TOYO TIREがオープンカントリー供給 ダカールラリー参戦の水素燃料電池車両へ

2026年09月18日

ゴムタイムス社

 TOYO TIREは9月17日、2027年1月にサウジアラビアで開催される「ダカールラリー2027」において、Toyota Motor Europeが「Dakar Future Mission 1000」に投入する水素燃料電池車両「DKR GR FC Hilux」に、同社製ピックアップトラック/SUV用タイヤ「OPEN COUNTRY M/TーR」を供給し、その挑戦をサポートすることを発表した。

 1978年から開催されているダカールラリーは、世界でも有数の過酷なオフロード耐久ラリー競技として知られている。
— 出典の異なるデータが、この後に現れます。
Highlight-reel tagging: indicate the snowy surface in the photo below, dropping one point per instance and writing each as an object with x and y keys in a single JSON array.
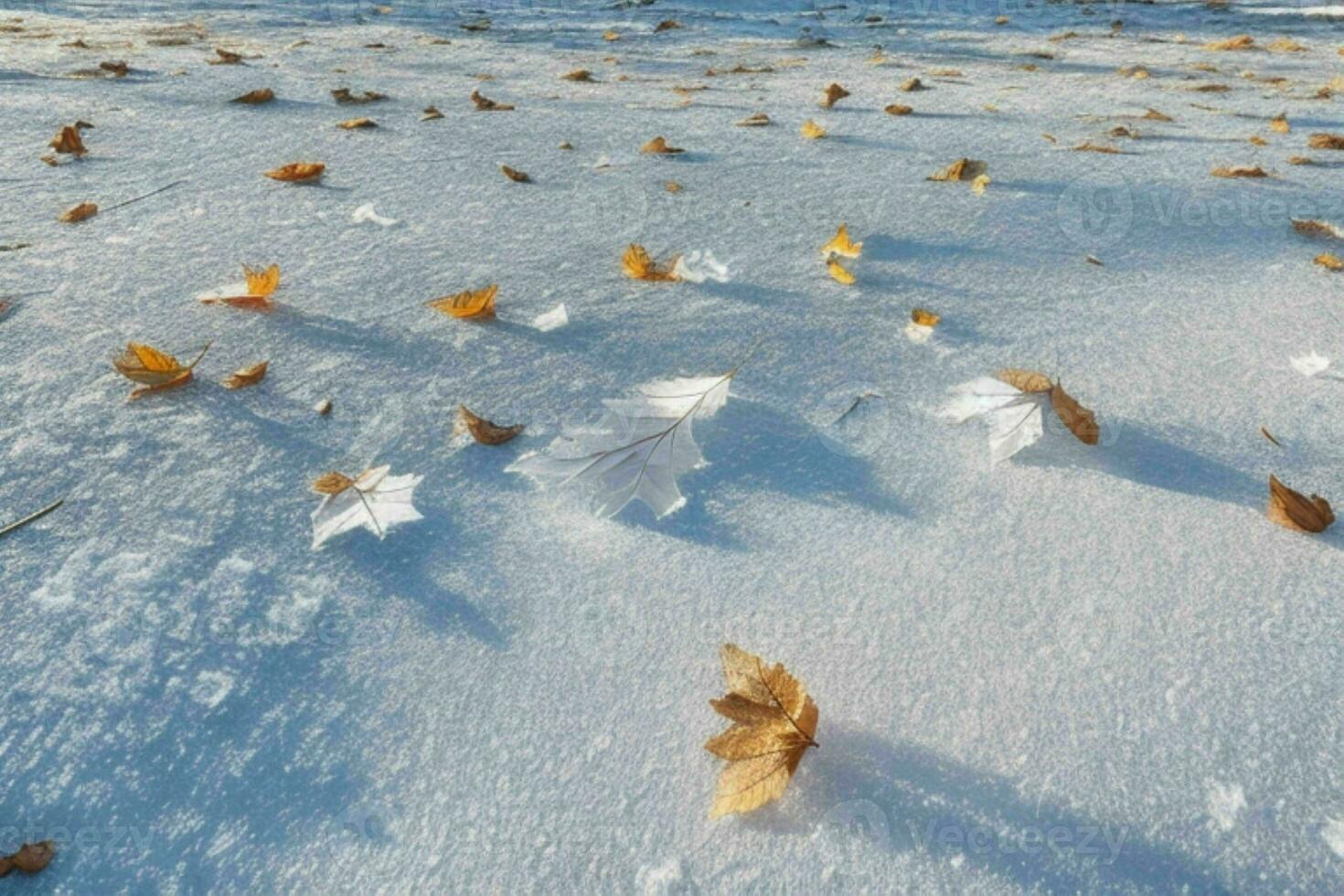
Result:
[{"x": 1109, "y": 649}]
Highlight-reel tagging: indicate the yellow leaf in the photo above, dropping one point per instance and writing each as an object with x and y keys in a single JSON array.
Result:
[
  {"x": 773, "y": 724},
  {"x": 469, "y": 304}
]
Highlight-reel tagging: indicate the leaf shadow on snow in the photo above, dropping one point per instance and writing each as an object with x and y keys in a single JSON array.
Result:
[{"x": 862, "y": 792}]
寒冷な山岳地帯から灼熱の砂漠にいたるまで、気象条件や路面状況が刻々と変化する厳しい環境のなか、ドライバーは道なき道を緻密な運転と正確なコース取りで走破する。
 「Dakar Future Mission 1000」は、ダカールラリーにおいて水素や電動化など次世代モビリティ技術の性能や耐久性を検証することを目的とした、新技術の実験車両向けのカテゴリである。独自の競技形式が採用されており、全10ステージ、合計1000kmの競技区間でタイムを競う。

 「DKR GR FC Hilux」は、ダカールラリーのトップカテゴリで実績を持つ「DKR GR Hilux」をベースにトヨタの水素燃料電池システムを搭載し、「Dakar Future Mission 1000」において燃料電池技術の性能、安全性および信頼性の実証をめざす。この参戦は、トヨタが推進するモータースポーツでのカーボンニュートラル実現と水素関連技術の可能性拡大に向けた取り組みの一環と位置づけられている。

 今回、同社が供給する「OPEN COUNTRY M/TーR」は悪路走破性を追求し、耐久性・耐摩耗性を向上させているほか、環境負荷低減に配慮したサステナブル素材も採用している。過酷な環境で行なわれるダカールラリーにおいて、「DKR GR FC Hilux」の走行を足元から支えることで燃料電池技術のさらなる可能性の検証に貢献する。